Сколько в его жизни было безумия, страсти, отчаяния! Но его душевные метания всегда порождались жаждой, подлинным желанием обрести – в каком угодно виде – но Истину. «Киса, чего же ты, в конце концов, хочешь?!» – как-то раз не выдержал Руднев, когда, забросив йогу, Панарин увлёкся христианской мистикой. «Хочу быть святым», – твёрдо ответил Женечка, имея в виду, что конечной целью может быть только полное освобождение от тлена, греха и смерти, а вовсе не славу и превозношение, как, похоже, показалось тогда его ошалевшему от подобных откровений другу.

С состраданием оглядел доктор жизненный путь своего злосчастного приятеля: Руднев с самого раннего детства напоминал мумию – спелёнутый по рукам и ногам неизвестно когда данными обещаниями, ведомый по заранее проложенным путям. Безжизненным холодом веяло от его судьбы, обречённостью и безотрадностью. Панарин увидел крепкие чёрные нити, которые тянулись за Рудневым из его туманного, тёмного прошлого и которые, без сомнения, связывали его с тем, кого он называл Господин в чёрном. Именно из-за него, напомнил себе доктор, его друг и лежит сейчас холодный и неподвижный в заброшенном старом доме.

Женечка яростно обеими руками дёрнул нить, пытаясь разорвать её, но тотчас заметил, что эта самая нить соединяет с Рудневым и его самого. И связывает их с ещё какими-то расплывчатыми фигурами, показавшимися до боли знакомыми, почти родными. Он почувствовал, что нить идёт прямо от сердца через сердечный меридиан и только выходит она наружу не через мизинец, а из центра ладони.

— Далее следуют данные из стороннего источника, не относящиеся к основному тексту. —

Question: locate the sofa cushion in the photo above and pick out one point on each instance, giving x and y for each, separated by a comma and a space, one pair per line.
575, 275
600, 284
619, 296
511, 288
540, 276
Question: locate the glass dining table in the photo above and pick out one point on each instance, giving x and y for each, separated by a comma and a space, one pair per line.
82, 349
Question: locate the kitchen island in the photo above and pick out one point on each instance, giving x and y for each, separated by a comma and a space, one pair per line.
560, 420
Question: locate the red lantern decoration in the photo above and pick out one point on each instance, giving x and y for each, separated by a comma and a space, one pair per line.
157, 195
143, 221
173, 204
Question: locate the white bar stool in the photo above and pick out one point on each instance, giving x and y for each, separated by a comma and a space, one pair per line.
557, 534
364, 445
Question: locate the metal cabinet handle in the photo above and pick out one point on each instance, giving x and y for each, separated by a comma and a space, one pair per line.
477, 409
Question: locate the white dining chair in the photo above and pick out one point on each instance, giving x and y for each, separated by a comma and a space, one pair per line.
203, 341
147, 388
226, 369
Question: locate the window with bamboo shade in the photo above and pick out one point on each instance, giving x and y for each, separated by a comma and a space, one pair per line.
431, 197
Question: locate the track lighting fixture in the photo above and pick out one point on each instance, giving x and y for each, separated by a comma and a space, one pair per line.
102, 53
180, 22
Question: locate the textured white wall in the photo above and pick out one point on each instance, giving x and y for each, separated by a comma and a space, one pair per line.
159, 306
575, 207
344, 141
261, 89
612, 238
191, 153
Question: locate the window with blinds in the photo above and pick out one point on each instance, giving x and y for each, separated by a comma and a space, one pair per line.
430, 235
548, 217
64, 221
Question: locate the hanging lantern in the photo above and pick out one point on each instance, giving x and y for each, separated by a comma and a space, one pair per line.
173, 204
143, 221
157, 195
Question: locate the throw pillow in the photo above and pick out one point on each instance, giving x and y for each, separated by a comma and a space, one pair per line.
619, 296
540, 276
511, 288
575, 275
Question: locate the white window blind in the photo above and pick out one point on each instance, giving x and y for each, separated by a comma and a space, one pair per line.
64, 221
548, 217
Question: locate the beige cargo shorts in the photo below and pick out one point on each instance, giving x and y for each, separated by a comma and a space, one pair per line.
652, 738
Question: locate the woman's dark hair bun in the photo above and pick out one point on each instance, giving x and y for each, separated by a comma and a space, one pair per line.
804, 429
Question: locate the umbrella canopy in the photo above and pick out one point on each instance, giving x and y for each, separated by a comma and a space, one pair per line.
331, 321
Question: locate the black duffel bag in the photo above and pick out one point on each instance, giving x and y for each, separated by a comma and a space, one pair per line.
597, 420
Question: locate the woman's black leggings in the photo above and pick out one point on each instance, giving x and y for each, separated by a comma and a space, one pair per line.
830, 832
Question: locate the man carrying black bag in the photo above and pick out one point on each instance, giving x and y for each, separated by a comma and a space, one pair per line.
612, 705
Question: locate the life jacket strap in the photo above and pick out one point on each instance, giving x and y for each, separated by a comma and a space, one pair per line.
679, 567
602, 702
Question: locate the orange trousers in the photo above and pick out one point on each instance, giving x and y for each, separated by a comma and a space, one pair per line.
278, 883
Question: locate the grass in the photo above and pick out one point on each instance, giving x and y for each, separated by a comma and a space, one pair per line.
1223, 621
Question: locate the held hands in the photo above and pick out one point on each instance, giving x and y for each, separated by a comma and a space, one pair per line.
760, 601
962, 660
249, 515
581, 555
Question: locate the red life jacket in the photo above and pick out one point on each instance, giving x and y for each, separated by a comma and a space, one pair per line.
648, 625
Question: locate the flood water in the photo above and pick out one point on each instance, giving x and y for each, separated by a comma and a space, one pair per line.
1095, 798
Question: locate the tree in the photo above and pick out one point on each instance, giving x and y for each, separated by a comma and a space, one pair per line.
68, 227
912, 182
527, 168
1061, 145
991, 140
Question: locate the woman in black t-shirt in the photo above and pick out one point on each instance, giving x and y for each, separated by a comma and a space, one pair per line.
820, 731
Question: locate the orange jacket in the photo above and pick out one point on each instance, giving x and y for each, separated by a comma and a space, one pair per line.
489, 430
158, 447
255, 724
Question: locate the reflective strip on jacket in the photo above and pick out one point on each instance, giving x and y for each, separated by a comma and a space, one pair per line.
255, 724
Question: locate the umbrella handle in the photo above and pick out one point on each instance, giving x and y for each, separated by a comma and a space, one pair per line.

Панарин поднёс нить к глазам и рассмотрел, что с его стороны она давно уже не чёрная – тёмно-синяя, может быть, фиолетовая – но никак не чёрная. Внезапно Женечку осенило: если они связаны, значит можно передать Рудневу часть своей энергии! Он сосредоточил на нити всю силу охватившего его страстного желания вернуть друга, и та засветилась интенсивным фиолетовым светом. «Молодец, Евгений!», – услышал он растроганный голос Радзинского, и тут же провалился в пустоту, в небытие, в сон. «В Нирвану?» – успел весело подумать он, растворяясь в уютном тёплом тумане.